#11 マロンタルトは初恋の人?
これが恋なのかしら。
でも、もしそうだとしたら、なんだかとっても悔しいわ。
だって、17年間持つことのなかった感情を、今朝会ったばかりのちょっぴり子供っぽい男の子に持ってしまうなんて。
……でもでも、よく考えたら恋するのってもっと相手のことを知ってからじゃないかしら?
うん、きっとそうね。そうよ、こんな会ったばかりの男の子に恋なんかするはずないわ。
「じゃあ、リズ、他に欲しいものはありますか?」
「ええ、特には……」
特にはない。そう答えようとしたとき、鮮やかなフルーツタルトの奥にひっそり並んだマロンのタルトが目に入った。
「待って、レオン。やっぱりアレもほしい」
「アレ? ああ、あのマロンのタルトですか?」
「うん。そうよ、アレ。だって、あのマロンのタルト、レオンみたいだと思ったの」
私だけドキドキさせられるなんて、ずるいもの。
芽生えた悪戯心で、先程のレオンの真似をする。
「渋皮のブラウンが髪、栗の中の黄色いところは瞳、それから、ほっくりしてて、素朴だけど優しいとこもなんとなく栗に似てると思うの」
そういうと、レオンは驚いたように目を見開く。
「優しい、ですか? 俺が?」
「ええ、レオンは優しくて、頼りになるし、気が利くわ」
……鈍いところもあるみたいだけど。という言葉は飲み込んで、レオンの顔をのぞきこむ。
「うわ。初めて言われました……。ありがとうございます」
ぱぁっと輝く笑顔は、大輪の向日葵が咲いたようで、よく知る宝石が輝くような眩い笑みとは違うけれど、日溜まりのような暖かみがある笑顔だった。

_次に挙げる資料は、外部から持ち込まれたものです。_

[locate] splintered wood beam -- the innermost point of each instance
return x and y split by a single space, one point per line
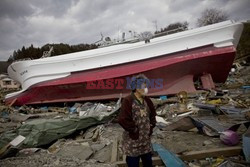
114 151
216 152
192 155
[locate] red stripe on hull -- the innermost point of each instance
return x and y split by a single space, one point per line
176 70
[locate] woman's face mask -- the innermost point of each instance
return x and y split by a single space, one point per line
143 91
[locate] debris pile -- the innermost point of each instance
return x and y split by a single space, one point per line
205 128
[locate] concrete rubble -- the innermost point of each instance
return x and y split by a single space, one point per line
189 125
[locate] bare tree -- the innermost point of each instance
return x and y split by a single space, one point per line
211 16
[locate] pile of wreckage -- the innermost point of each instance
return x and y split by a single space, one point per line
206 128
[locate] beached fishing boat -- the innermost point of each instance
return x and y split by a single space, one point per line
172 62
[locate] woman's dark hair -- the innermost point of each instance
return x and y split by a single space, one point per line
138 81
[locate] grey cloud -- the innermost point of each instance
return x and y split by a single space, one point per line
15 9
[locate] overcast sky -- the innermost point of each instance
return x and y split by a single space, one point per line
38 22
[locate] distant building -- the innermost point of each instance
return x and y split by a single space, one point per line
8 83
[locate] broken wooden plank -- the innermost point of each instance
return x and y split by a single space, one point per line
156 161
114 151
216 152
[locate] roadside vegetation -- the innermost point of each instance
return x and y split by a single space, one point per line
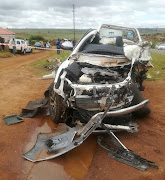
6 53
158 72
40 66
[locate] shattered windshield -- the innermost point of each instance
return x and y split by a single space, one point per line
109 35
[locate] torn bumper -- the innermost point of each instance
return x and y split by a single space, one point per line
52 145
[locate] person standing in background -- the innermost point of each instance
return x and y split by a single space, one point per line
14 46
58 44
2 40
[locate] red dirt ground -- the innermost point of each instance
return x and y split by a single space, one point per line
19 84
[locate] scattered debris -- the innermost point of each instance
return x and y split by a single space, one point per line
54 60
12 119
126 156
51 67
49 76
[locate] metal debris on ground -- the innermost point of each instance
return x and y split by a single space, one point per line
12 119
124 155
54 60
51 67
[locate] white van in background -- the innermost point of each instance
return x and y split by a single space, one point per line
21 46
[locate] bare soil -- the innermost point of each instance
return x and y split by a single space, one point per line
19 84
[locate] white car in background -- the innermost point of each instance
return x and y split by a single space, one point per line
22 46
161 46
67 45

悔しいから、ドキドキさせようと思ったのに、やっぱり少し鈍いみたい。
でも、嬉しそうにしてくれてるし、なんだか、もういいかな……。
「じゃあ、買ってきますね」
「あ、待って! 2つずつ買って頂戴。あと、別々に包んでもらって」
「わかりました。では、少々お待ちくださいね」
「うん」
会計を終えて袋を二つ下げたレオンが戻ってくる。
「お待たせしました。お忍びなのに、誰にお土産ですか?」
「え? お土産……? それは、1つは私ので、もう1つはレオンの分よ」
「え!? あ、いいのですか?」
一緒に選んでくれたお礼だし、もとから一緒に食べれたらと思っていたから、私としては当然のつもりだった。
でも、予想以上に喜ばれて、どぎまぎしてしまう。
「べ、別にあれよ、レオンはいつでも買いに来れるだろうけど」
「いえ、お心遣い感謝します。すごく、嬉しいです」
なんだか、大したことはしていないけれど、人に感謝されると暖かい気持ちになる。
さて、お菓子も買ったし、お昼にいい時間だし、次こそ軽食屋に行くのかしら。
今日ここにいる目的を思いだして、レオンとのやり取りで日溜まりのように暖められた心に、再び雲が差して日陰ができる。
そう、私はルキフェリウスに復讐するためにここにいるのに、こんな幸せに甘んじてるなんて、ダメじゃない。